NVIDIA has announced the release of Nemotron 3 Super, an open-source hybrid AI model developed by Mamba-Attention and MoE, delivering 5x higher throughput for agentic AI. The model is designed to power advanced AI systems.

[NVDA](/stocks/NVDA) released Nemotron 3 Super on March 11, a 120-billion-parameter open model with 12 billion active parameters designed to run complex agentic AI systems at scale. The model uses a hybrid Mamba-Attention mixture-of-experts (MoE) architecture that delivers up to 5x higher throughput and up to 2x higher accuracy than its predecessor, with a 1-million-token context window enabling agents to retain full workflow state in memory.

Nemotron 3 Super achieves up to 2.2x and 7.5x higher inference throughput than GPT-OSS-120B and Qwen3.5-122B respectively, and currently holds the No. 1 position on the DeepResearch Bench — a benchmark measuring multi-step research across large document sets.
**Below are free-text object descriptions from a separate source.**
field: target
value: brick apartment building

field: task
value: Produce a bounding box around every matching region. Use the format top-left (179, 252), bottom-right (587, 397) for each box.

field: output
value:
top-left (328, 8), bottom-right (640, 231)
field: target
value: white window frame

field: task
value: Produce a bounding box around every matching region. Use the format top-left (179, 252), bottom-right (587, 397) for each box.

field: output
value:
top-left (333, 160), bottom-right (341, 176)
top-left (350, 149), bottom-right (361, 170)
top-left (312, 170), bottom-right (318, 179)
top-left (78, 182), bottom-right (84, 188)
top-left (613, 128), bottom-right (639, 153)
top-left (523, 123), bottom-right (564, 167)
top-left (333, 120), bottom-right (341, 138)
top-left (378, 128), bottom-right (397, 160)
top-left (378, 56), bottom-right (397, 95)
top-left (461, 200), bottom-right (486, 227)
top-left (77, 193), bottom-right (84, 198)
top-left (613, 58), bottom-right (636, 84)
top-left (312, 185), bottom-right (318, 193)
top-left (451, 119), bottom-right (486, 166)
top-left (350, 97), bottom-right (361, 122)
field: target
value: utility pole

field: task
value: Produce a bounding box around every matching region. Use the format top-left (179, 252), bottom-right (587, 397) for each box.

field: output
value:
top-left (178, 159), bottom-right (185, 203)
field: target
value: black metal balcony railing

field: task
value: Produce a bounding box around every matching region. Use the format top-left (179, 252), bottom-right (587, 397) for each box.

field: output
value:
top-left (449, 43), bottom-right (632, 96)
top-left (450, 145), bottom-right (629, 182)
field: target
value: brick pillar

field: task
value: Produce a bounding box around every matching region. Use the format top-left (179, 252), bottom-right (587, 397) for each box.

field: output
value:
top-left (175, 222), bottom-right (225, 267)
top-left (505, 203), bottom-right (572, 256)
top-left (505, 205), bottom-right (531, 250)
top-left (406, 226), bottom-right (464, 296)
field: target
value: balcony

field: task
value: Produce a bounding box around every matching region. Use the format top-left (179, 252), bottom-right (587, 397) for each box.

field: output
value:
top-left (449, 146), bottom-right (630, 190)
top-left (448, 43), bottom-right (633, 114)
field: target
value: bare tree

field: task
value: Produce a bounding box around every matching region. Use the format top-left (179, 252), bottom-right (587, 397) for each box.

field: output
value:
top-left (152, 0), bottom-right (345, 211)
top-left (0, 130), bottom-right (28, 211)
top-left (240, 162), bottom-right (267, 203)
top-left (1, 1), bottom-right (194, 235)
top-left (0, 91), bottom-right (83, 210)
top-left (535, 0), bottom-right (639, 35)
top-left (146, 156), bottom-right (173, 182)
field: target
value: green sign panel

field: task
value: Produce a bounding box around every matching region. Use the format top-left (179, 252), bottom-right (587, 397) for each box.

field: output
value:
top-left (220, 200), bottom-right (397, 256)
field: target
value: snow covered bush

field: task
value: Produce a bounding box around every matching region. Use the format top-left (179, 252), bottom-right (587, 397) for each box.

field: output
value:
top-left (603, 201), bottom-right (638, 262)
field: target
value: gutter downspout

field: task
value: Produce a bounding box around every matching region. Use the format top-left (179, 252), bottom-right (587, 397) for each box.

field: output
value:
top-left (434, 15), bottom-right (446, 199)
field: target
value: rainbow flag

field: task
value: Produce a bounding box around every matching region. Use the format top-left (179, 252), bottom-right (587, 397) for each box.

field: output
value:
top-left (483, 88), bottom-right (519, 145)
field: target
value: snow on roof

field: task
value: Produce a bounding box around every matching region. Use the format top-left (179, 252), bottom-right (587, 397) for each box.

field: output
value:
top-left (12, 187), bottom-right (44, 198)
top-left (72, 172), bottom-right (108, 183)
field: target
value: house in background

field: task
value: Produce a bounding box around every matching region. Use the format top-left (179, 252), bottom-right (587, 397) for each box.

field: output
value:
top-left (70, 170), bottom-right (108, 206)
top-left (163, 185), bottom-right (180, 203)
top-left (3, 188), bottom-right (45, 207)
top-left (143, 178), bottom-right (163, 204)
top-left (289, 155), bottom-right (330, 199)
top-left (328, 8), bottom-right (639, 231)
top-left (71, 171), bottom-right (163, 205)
The open-source release underscores NVIDIA's strategy of building developer ecosystems around its hardware and software stack.

The model is available across multiple platforms including build.nvidia.com, Perplexity, OpenRouter, and Hugging Face, with enterprise access via Google Cloud's Vertex AI and Oracle Cloud Infrastructure. Availability on Amazon Bedrock and Microsoft Azure is expected soon, broadening access for enterprise AI deployments.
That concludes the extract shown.